Bueno pues en ese lugar sagrado, pensé mientras me acercaba, la arquitectura del periodismo y del espectáculo va a hacer también de las suyas. Me acordé, como no, de la solemnidad de los monumentos de Lutyens que había visitado tres años atrás en los campos de tumbas de la Primera Guerra Mundial junto al triste río Somme al norte de Francia, y me dije que la arquitectura de mi tiempo era completamente incapaz de dar significado a un lugar así. En efecto, me encontré que el único "monumento" por así decirlo, era una maltrecha cruz compuesta con los hierros retorcidos de los restos de algún pilar de un edificio caído, y que la grandeza del lugar era transmitida solamente por el enorme hueco de media docena pisos que quedaba abierto por debajo del nivel de la calle.
Pero hete aquí que cuando la "arquitectura" no sabe dar respuesta a las grandes preguntas que la historia plantea, aparece una vez más la dichosa "ingeniería" dándonos una soberbia lección, o por decirlo con palabras más duras, propinándonos a los arquitectos un sonoro sopapo de esos que nos merecemos por tontos e incapaces. Puesto que debajo de las torres había una gran estación de trenes y metro que alimentaba no sólo al desaparecido World Trade Center sino a toda la zona de Wall Street, los ingenieros habían sido llamados a ponerla en funcionamiento con eficacia y rapidez; de modo que lo único que podía verse desde los bordes del mencionado gran agujero eran los techos de la susodicha estación.
Bajé a verla por curiosidad y como le debió pasar a Mendelsohn cuando vio los silos de trigo de Buffalo, o a Le Corbusier cuando los reprodujo junto a los barcos, aviones y coches de los años veinte en Vers une Architecture, me quedé emocionado de su sencillez y elegancia. El orden sereno de los pilares metálicos vistos (que hubiera soñado Mies), el tejido preciso de las madejas de instalaciones sobre el techo, la correcta iluminación con esas lámparas que han hecho furor en todas las grandes tiendas de la zona comercial de Broadway, la seriedad del color gris claro que lo invadía todo, el suelo continuo de hormigón, perfectamente acabado y limpio como una patena, o cada uno de los rótulos, barandillas, cancelas, máquinas de billetería etc, daban al lugar una solemnidad (una verdad) de la que es incapaz el noventa y nueve coma noventa y nueve por ciento de los arquitectos del mundo.
Hice pocas fotos porque la gran arquitectura nunca queda bien en las fotos, y además porque cuando te emocionas no estás para la habitual frivolidad de la fotografía. Aunque supongo que si cedí a la debilidad de hacer alguna foto debió ser porque en algún momento me acordé de que esa espléndida obra de la ingeniería (que yo llamaría con gusto, de la mejor arquitectura) iba a desaparecer pronto por Arte y desgracia de uno de nuestros grandes arquitectos (¡y encima español!) del periodismo, del boato hortera del poder en las democracias postmodernas y, ¡ay!, de las revistas de arquitectura.


lunes, 11 de mayo de 2009

7. PESSAC, Quartier Le Corbusier, Bordeaux, Francia.
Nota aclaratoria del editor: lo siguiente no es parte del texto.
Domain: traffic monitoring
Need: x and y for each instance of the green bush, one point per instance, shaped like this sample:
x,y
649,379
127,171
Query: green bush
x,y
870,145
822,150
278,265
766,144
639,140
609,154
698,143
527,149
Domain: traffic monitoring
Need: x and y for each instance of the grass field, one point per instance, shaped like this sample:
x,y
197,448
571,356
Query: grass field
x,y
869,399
El 17 y 18 de marzo del 2001 me apunté a un viaje colectivo a Burdeos organizado por el Colegio de Arquitectos Vasco Navarro en el que, entre otras cosas, visitamos la manzana de casas que construyó Le Corbusier en el barrio de Pessac a mediados de los años veinte según el famoso modelo de su casa Citroen. Para recordar aquella visita, escribí para Elhall este articulillo que reproduzco ahora aquí con el reportaje fotográfico completo que hice aquel día.
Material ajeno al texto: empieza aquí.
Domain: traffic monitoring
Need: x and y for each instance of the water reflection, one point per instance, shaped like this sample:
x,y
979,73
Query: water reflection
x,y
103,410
La arquitectura es siempre el resultado de un tira y afloja entre el cliente y el arquitecto, una negociación, que se diría hoy en día, o si me apuran mucho, un “diálogo”. Sin embargo, cuando la historia o los periodistas historiadores se fijan en los edificios, olvidan por lo general al cliente, y en la génesis o autoría de los mismos suelen mencionar sólo al arquitecto. A veces se da el caso de algunos clientes que, adelantándose a los historiadores y periodistas, se inmolan a sí mismos en beneficio de la autoría exclusiva del arquitecto. Cuando eso ocurre, la respuesta a la pregunta que se hacía Pepe Garrido hace dos o tres halles de si los arquitectos somos unos artistas es un claro “sí” en vez del “no” que él generalizaba (y que cabía entender como un deseo...). Ahora bien, cuando no hay cliente y el arquitecto lo es todo, lo interesante es ver lo que pasa después con esas arquitecturas nacidas como “obras de arte”.

Las actuales arquitecturas de autor, creadas como los cuadros de los pintores contemporáneos para entrar directamente en el Museo o en la Historia, tienen la suerte de que una miríada de historiadores y conservadores de museos nacidos con los Estados del Bienestar, controlarán rigurosamente el mantenimiento de sus formas originales o, hasta incluso, de las intenciones del artista. Pero algunas de las obras de arte que se crearon hace más de cincuenta años, cuando el estado de Europa era más bien un estado de guerra, tuvieron un destino completamente distinto: la rendición inicial del cliente ante el artista no tuvo continuidad posterior entre los usuarios y el artista, y el espectáculo del encuentro (o encontronazo) entre unos y otro resulta de lo más “edificante”.

Leonardo Benévolo ya había sacado en su Historia de la Arquitectura Moderna el resultado de las transformaciones que algunos clientes habían hecho en algunas de las casas de Le Corbusier; aunque vistas de forma aislada, en libro, y con fotos en blanco y negro, no causaban mucho impacto. Sin embargo, en el barrio de Pessac junto a Burdeos, que recientemente visitamos en compañía de los arquitectos del Colegio Vasco Navarro, el choque entre el artista y los sucesivos inquilinos de las cuarenta casas, adquiere características de auténtica batalla campal.

Para los creyentes (y en el viaje lo eran casi todos) el espectáculo debió de ser como el de un Jesús de Nazaret crucificado por las turbas. Para su inmediato consuelo se les explicó rápidamente que se había iniciado un proceso de restauración mediante la reconstrucción ejemplar de una casa, a base de subvenciones a aquellos que devolvieran las casas a su estado original y, sobre todo, animando a creyentes (arquitectos, artistas, etc.) a comprar las casas y restaurarlas.

Se puede pensar que los ateos disfrutamos un montón con la masacre que los franceses de a pié les habían hecho a los volúmenes, colores, ventanas y otros inventos corbuserianos, pero esa es un visión teísta (muy frecuente, por cierto), según la cual los creyentes piensan que, al fin y al cabo, los ateos toman a las turbas por su dios.

Craso error. Los Ateos del Arte de la Arquitectura disfrutamos de lo lindo porque vimos juntos a un gran artista y a un pueblo activo: porque vimos, al fin, el diálogo que había sido sustraído.